Harnessing Short-Term Missions as a Bridge to Long-Term

August 2020

By Emily Quint, Short-term Mobilization with SEND International

Today, “short-term missions” encompasses everything from a two-week church team trip to serving overseas for 12 months. Within the SEND International community, we’ve seen short-term programs turn into long-term missionary careers. There’s no doubt short-term opportunities can be agents for long-term impact! But how do we cultivate short-term mission experiences that sow seeds to spark long-term thinking?

John and Susan Edwards, long-term SEND missionaries, helped build and oversee a three-month Discipleship House for interns in Sendai, Japan. After 20 years on the field, the Edwards have recognized some key factors to think about when assessing whether or not a short-term program may act as a catalyst for long-term service. Here are just a few:

Consider the purpose of the program and build it accordingly. John notes that many short-term programs aim to get some sort of ministry done. “They need manpower. That’s fine, and sometimes leads to people becoming good supporters (prayer and financial), but relatively few catch a vision for long-term service.” To draw people back to the field, John suggests, “The short-term program must have an intentional element of casting vision for long-term service and getting the short-termers to imagine how they could be involved if they came back.” This requires focused investment in the short-termer. Some tangible starting points include deliberately creating opportunities to involve them in everyday life activities (grocery shopping, handling money, navigating public transport), ongoing ministries with non-believers, and regularly digging deeper into the language and culture.

Consider the intentions of the short-term missionary. Short-term experiences are less likely to lead to long-term if participants are not already open to the possibility. When John first visited Japan, he went with nine others. To his knowledge, he is the only one who returned long-term. “You will get long-term missionaries out of short-term programs even if you don’t really plan for it, but the percentages will be very, very low.” He adds, “If I hadn’t already been thinking long-term, I likely would not have returned based on my short-term experience alone.” As your church or organization considers where to invest your short-term time, money, and effort, keep in mind who might develop the greatest long-term vision through a short-term experience.

Learning Japanese Cooking at a Community Event

Consider the time frame. What length of time is the “sweet spot” for giving short-termers a preview of long-term missions? John proposes at least two months. “The typical one-to two-week trip is usually a honeymoon period. Everything is new and wonderful. As you stay longer, some of the hard things come to light.” These could include personal difficulties (language barrier, unmet expectations, physical or emotional fatigue), or external factors (food, cultural differences, relational trouble among teammates). John says that SEND Japan’s 12-week D House has been ideal for preparing short-termers for the realities of long-term life.

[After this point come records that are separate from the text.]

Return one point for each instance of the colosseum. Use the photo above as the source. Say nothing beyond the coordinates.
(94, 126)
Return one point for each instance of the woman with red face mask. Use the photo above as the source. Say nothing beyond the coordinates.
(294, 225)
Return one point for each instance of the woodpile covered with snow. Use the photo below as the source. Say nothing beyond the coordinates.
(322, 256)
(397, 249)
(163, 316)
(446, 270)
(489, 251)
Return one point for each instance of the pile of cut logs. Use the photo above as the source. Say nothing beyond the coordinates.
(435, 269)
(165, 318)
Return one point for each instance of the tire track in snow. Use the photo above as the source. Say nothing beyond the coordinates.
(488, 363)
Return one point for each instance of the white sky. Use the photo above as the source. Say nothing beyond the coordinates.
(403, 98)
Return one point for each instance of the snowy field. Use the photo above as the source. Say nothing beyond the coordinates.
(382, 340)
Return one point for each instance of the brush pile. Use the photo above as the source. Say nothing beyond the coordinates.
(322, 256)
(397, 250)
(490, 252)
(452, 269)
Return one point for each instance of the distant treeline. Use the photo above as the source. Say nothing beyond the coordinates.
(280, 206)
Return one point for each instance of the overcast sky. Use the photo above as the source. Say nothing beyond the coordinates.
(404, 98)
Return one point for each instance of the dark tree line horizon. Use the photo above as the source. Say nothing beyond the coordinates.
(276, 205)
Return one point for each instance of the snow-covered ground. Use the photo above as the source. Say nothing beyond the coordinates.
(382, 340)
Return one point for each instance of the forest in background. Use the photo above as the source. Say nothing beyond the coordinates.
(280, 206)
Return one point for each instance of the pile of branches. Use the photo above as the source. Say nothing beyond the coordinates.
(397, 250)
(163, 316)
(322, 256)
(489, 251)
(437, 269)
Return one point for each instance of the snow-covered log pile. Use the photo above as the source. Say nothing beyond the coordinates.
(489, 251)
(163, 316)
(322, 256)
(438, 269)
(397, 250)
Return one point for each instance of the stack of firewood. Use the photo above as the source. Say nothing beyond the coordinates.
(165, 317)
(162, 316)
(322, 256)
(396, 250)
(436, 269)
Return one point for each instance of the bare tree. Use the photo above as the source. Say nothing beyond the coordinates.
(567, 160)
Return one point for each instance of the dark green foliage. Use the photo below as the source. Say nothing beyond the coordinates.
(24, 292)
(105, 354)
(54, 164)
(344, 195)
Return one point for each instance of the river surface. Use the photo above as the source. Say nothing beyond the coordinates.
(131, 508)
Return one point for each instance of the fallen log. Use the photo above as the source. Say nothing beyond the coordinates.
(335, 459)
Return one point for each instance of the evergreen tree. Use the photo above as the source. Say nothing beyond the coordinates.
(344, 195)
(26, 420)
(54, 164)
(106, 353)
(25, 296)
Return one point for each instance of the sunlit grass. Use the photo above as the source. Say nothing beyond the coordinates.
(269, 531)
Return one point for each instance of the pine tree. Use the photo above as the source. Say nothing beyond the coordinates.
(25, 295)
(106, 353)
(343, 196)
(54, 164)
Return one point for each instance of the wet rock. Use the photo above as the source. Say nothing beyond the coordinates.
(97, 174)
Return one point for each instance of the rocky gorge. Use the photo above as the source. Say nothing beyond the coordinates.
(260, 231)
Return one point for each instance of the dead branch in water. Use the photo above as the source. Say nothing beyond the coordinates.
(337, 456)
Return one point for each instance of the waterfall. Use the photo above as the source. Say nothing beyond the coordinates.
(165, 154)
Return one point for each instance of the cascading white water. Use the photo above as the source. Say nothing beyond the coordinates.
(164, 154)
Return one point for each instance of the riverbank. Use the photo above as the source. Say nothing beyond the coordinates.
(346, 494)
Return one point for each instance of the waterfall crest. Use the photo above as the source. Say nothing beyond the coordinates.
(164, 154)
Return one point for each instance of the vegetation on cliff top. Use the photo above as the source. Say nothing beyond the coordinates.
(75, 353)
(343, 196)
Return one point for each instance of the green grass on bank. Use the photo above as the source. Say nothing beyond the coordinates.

Short-term trips, which tend to be intense ministry-wise, are like a sprint. Given time, individuals realize that the pace of long-term missions is more like a marathon. Brooke Nagel, serving with SEND in Spain, says that short-term missions played a pivotal role in drawing her back long-term. “My short-term trip was originally 6 months, but once I got to the field it became evident where God was calling me. I was able to get enough funds to stay almost a year and a half.” During this time, Brooke became familiar with the language, culture and general ministries, she built relationships with nationals and SEND, and she demonstrated her capacity for cross-cultural service to her future long-term support team. She emphasizes, “It gave me a lot of time to observe, learn, and ask questions.”

Brooke Nagel – Student Ministry in Spain

Different short-term opportunities will have different outcomes, but by keeping these points in mind, and remaining sensitive to the Lord’s leading, we can intentionally nurture a long-term perspective. Short-term missions, when harnessed well and with careful attention, can be a valuable tool for helping individuals to explore and make the leap to a long-term career on the mission field!